RIP Frank K. Kelly (1914-2010)
by Steven H Silver
Frank K. Kelly (1914-2010) died one day short of his 96th birthday on June 11. Kelly began publishing stories when he was just 15 with “The Light Bender” appearing in the June 1931 issue of Wonder Stories. Over the next five years, Kelly published a total
of ten stories in Wonder Stories, Amazing Stories, and Astounding Stories, ending his run with “Star Ship Invincible” in the January 1935 issue of Astounding. In 1979, he collected three of his short stories in the collection Starship Invincible.
In an interview in the late 1980s, Kelly demonstrated pride in his work as a science fiction author, noting that Mike Ashley was including a section on him in a history of early science fiction and that Richard Lupoff had written an article about him for Science Fiction Review. Kelly published his own reminiscences as “My Interplanetary Teens” in Atlantic Monthly in July 1947 and reprinted in Fantasy Commentator in Summer 1989. In 1996, Kelly was inducted into the First Fandom Hall of Fame.
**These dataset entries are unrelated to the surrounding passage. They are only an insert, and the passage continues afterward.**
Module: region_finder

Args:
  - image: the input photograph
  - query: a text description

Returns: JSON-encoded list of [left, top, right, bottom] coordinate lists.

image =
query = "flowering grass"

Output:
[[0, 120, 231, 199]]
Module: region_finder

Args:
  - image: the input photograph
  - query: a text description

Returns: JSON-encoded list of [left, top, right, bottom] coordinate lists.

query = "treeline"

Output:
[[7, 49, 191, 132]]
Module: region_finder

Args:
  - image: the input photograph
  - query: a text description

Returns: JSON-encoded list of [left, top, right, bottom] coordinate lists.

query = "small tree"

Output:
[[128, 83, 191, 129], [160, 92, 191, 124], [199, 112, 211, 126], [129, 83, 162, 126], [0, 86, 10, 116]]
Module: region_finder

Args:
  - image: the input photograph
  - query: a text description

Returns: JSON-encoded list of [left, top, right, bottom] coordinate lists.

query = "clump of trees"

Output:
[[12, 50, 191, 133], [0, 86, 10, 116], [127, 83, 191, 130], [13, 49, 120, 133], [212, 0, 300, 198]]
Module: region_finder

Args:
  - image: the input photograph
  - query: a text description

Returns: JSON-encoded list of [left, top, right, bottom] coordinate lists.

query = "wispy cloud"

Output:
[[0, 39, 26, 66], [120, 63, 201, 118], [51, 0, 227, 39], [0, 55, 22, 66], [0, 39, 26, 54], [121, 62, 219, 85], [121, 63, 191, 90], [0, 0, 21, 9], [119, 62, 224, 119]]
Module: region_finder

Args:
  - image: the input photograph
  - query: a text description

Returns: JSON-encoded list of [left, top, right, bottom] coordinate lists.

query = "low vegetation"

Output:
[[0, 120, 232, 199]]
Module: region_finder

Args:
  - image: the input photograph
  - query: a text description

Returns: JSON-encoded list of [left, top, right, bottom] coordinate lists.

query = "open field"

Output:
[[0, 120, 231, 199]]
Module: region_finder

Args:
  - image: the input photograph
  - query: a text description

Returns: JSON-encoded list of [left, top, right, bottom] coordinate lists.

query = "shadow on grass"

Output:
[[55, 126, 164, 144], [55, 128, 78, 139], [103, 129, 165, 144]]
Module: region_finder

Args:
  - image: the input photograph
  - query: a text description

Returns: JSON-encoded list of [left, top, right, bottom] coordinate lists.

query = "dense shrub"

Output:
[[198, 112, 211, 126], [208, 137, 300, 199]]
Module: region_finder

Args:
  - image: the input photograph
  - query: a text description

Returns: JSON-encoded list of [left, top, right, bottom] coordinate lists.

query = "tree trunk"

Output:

Kelly, who was born in Missouri, went on to work for the Kansas City Star, served in World War II, worked for Harry S. Truman, and was vice president of the Center for the Study of Democratic Institutions. He co-founded the Nuclear Age Peace Foundation in 1982, which established the Annual Frank K. Kelly Lecture on Humanity’s Future in 2001. Kelly also continued to publish non-genre fiction with stories appearing in The New Yorker, Story Magazine, and Esquire.